On the basis of analysis of activation energy for various oil samples, it is found that the surrounding temperature, oil composition, and internal molecular structure are the main factors affecting the flow capability of heavy crude oil under reservoir conditions. As is known, in situ combustion is a thermally enhanced recovery method that promotes combustion reactions between a small portion of hydrocarbons in place and the injected air to generate heat in the reservoir. Viscosity is significantly reduced due to heat release in exothermic reactions, resulting in some asphaltene molecules splitting to small molecules. Hence, the flow properties of heavy oil are improved (Xu et al. 2012b). Moreover, the generated heat provides the driving force for viscous oil to flow easily to achieve high displacement efficiency. Besides, compared with traditional steam-based recovery processes, heat loss is avoided as energy generation is performed within the oil-bearing zone. On the other hand, the elemental content and molecular structure of oil samples have been changed after low-temperature catalytic oxidation with oil-soluble catalysts. Part of the heavy components, mainly resin and asphaltene fractions are converted into light components, such as saturated and aromatic fractions, leading to in situ upgrading and viscosity reduction of heavy crude oil.
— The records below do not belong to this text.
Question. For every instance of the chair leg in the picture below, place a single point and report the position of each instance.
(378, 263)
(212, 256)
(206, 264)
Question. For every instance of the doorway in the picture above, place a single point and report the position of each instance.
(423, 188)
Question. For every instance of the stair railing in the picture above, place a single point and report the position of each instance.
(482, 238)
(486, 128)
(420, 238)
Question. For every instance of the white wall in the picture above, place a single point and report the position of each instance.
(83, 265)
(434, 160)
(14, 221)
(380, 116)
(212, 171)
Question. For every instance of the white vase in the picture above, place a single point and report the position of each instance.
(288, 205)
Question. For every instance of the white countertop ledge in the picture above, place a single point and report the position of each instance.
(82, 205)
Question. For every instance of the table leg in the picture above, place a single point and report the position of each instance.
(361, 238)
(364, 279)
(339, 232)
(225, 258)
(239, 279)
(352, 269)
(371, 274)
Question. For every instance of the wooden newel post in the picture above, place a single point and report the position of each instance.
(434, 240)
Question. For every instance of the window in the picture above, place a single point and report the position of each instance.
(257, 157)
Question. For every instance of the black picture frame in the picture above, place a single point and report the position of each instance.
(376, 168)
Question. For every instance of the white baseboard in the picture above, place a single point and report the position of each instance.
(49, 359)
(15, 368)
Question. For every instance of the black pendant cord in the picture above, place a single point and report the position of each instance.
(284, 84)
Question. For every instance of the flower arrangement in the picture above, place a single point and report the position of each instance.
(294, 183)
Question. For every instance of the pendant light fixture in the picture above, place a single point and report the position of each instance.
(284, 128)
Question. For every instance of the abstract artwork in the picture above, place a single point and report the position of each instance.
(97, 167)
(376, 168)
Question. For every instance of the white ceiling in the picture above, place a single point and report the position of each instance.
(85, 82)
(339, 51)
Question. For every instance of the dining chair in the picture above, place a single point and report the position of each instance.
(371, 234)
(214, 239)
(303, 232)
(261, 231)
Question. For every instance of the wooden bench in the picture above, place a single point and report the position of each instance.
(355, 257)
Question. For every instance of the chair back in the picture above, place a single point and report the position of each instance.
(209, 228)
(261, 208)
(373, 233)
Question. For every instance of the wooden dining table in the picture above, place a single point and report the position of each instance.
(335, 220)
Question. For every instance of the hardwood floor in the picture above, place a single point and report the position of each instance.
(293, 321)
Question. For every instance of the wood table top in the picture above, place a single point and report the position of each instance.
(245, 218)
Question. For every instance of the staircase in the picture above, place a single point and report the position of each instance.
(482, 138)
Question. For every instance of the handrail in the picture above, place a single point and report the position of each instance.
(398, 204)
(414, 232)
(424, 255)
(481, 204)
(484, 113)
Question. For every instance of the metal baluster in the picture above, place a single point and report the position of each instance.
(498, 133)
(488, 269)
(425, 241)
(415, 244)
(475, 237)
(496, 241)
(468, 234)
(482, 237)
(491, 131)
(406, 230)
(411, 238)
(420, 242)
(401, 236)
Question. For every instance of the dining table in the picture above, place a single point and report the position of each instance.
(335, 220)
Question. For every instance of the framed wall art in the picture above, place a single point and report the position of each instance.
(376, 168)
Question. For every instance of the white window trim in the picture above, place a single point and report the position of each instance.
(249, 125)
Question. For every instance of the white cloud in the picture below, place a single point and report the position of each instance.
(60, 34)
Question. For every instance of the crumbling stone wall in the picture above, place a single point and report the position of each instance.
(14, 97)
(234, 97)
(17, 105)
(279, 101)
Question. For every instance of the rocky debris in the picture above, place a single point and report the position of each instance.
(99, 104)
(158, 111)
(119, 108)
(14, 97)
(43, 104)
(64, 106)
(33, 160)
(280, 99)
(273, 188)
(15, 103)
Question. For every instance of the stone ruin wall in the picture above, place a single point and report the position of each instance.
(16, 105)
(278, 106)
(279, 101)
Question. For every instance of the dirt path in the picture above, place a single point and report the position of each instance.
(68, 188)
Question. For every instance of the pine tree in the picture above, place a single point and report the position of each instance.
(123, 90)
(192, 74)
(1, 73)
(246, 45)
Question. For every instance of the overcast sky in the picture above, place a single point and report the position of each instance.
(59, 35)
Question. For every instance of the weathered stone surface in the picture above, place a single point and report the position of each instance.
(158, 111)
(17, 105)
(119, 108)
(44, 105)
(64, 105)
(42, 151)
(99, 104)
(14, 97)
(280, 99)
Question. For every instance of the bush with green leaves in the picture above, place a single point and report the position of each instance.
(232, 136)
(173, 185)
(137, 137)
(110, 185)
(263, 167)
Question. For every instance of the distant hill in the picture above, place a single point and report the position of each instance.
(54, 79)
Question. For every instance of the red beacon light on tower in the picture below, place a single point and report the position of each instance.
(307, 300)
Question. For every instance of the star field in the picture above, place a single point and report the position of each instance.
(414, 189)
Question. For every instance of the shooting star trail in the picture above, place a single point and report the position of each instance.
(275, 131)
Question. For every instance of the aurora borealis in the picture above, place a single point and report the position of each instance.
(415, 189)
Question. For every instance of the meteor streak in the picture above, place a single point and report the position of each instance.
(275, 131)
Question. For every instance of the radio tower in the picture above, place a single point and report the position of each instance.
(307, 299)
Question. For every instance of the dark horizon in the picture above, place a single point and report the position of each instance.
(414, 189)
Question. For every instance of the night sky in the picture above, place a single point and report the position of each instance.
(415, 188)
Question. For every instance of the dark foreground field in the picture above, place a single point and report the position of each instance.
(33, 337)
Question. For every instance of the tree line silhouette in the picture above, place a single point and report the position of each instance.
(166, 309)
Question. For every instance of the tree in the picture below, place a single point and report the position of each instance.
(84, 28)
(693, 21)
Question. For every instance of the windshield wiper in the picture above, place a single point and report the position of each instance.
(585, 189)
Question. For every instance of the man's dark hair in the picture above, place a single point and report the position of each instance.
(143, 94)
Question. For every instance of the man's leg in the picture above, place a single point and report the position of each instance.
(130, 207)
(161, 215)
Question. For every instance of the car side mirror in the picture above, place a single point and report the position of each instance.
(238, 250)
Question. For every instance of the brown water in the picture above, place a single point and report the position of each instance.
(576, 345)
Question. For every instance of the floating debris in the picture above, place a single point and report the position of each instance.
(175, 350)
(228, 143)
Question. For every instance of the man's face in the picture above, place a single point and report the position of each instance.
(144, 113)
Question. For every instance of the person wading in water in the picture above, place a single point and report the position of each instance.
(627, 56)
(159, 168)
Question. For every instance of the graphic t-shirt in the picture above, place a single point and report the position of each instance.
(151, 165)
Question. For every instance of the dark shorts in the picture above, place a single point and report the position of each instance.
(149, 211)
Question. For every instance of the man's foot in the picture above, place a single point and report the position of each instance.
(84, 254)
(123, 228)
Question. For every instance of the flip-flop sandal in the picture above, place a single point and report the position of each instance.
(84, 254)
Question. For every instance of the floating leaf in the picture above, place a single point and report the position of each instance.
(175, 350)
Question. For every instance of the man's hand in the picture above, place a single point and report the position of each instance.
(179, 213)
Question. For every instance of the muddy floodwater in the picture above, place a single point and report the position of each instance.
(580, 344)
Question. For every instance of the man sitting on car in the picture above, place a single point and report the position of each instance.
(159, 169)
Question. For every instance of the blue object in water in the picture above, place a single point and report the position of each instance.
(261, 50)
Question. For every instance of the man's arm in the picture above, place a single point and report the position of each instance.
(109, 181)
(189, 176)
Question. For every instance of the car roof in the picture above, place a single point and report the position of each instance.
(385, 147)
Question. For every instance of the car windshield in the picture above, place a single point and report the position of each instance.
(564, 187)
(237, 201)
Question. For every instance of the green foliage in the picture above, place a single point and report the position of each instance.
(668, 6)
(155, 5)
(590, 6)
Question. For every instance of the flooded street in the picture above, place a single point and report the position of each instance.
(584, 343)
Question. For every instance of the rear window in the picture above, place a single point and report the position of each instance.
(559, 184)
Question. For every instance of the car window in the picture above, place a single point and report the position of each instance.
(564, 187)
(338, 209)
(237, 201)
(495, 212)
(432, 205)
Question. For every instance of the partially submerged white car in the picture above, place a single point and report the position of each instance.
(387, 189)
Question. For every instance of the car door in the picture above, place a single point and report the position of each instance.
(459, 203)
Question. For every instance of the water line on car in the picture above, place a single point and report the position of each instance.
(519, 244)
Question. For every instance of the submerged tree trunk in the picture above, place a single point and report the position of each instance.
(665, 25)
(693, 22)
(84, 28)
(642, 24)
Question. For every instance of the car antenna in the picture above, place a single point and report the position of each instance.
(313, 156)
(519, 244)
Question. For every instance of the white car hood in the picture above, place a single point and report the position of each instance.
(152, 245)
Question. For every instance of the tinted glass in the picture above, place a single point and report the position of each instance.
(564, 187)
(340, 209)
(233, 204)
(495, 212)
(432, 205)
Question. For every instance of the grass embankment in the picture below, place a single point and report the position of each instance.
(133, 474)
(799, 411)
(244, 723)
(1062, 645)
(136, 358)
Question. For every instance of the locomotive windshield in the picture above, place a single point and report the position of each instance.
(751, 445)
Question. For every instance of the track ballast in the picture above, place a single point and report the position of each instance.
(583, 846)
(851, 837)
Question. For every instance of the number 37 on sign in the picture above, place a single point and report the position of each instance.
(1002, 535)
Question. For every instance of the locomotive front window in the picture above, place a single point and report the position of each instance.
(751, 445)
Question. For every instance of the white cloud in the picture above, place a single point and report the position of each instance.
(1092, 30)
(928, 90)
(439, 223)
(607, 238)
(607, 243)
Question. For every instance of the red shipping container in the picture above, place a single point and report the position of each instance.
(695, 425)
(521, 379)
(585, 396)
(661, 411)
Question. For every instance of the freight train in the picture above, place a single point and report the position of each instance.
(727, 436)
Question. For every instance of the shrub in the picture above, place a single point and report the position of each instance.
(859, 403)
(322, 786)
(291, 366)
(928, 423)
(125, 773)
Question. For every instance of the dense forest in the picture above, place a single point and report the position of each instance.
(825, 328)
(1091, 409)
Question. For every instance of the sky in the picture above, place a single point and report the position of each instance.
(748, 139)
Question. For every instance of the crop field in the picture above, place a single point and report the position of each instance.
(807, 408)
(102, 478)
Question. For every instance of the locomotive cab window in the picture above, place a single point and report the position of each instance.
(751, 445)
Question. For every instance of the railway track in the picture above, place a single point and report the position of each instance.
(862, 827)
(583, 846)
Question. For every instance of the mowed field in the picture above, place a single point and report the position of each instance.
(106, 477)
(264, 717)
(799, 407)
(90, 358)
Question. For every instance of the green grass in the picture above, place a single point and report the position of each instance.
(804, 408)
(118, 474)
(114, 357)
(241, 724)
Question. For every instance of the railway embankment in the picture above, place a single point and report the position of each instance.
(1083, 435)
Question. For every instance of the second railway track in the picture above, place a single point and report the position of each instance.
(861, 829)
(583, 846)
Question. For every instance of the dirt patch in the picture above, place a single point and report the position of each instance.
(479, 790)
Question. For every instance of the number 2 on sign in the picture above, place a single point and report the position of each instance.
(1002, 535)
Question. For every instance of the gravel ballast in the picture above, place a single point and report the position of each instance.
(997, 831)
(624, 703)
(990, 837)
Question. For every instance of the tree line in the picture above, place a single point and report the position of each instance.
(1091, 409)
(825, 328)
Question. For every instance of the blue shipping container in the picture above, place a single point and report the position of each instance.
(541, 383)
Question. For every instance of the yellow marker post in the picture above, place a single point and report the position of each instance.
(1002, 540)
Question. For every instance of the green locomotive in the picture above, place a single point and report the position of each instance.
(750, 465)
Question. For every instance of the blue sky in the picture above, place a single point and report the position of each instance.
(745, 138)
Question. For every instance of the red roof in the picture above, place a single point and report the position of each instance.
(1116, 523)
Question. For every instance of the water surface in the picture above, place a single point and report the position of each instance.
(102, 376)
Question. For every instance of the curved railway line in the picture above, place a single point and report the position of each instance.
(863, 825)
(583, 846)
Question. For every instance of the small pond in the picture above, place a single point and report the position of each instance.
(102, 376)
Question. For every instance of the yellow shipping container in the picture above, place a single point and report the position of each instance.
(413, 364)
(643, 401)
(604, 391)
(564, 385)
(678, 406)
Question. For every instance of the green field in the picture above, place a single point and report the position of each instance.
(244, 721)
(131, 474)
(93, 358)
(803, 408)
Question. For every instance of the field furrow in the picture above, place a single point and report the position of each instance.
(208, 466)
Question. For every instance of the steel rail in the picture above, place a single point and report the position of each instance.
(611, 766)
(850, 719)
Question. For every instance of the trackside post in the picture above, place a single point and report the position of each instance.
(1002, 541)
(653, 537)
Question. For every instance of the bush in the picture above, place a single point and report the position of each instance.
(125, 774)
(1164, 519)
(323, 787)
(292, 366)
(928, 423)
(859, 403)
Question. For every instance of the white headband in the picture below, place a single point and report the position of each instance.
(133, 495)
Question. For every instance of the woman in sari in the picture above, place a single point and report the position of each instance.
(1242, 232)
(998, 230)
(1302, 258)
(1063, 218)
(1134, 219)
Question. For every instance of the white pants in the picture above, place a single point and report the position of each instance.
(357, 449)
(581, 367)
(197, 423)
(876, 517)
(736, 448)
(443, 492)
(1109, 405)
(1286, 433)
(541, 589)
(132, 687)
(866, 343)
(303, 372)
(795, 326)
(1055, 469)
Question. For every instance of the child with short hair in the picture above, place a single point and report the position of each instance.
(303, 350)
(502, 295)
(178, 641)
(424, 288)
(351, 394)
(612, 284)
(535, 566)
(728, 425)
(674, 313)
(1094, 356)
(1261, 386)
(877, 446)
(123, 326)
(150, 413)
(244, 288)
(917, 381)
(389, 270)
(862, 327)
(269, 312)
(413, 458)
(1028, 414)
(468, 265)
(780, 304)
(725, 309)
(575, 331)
We believe that catalytic assisted air injection (or huff and puff) should be a favorable thermally enhanced oil recovery method for heavy crude oil.

4 Conclusions

1. (1)

   Oil-soluble catalysts are found to be the most effective catalysts for reducing the viscosity of heavy crude oil and upgrading the heavy crude oil when implementing low-temperature catalytic oxidation. Copper naphthenate Cu(C₁₁H₇O₂)₂ shows more favorable catalytic effects than manganese naphthenate Mn(C₁₁H₇O₂)₂.

2. (2)

   The combined analyses of group composition, elemental content, and FT-IR spectra indicate that part of heavy components (asphaltenes and resins) may split into light components (saturates and aromatics) during low-temperature oxidation with oil-soluble catalysts and then heavy crude oil is upgraded. The catalyst plays an important role in promoting the oxidation-cracking reaction and has the ability to switch the reaction mode from oxygen addition to bond scission.

3. (3)

   The viscosity of heavy crude oil is intensively sensitive to temperature, and the oil viscosity increases rapidly with a decrease in temperature when the temperature is lower than 60 °C. A regression analysis is applied to study the viscosity–temperature relationship of oil samples, exhibiting the goodness fit of an Arrhenius model. The calculated activation energies correspond to the physical characteristics of viscosity and heavy component content.

4. (4)

   The surrounding temperature, oil composition, and internal molecular structure are the main factors affecting heavy crude oil flow ability. Implementing oil-soluble catalyst assisted air injection or air huff-n-puff injection should be a favorable strategy to improve heavy crude oil recovery.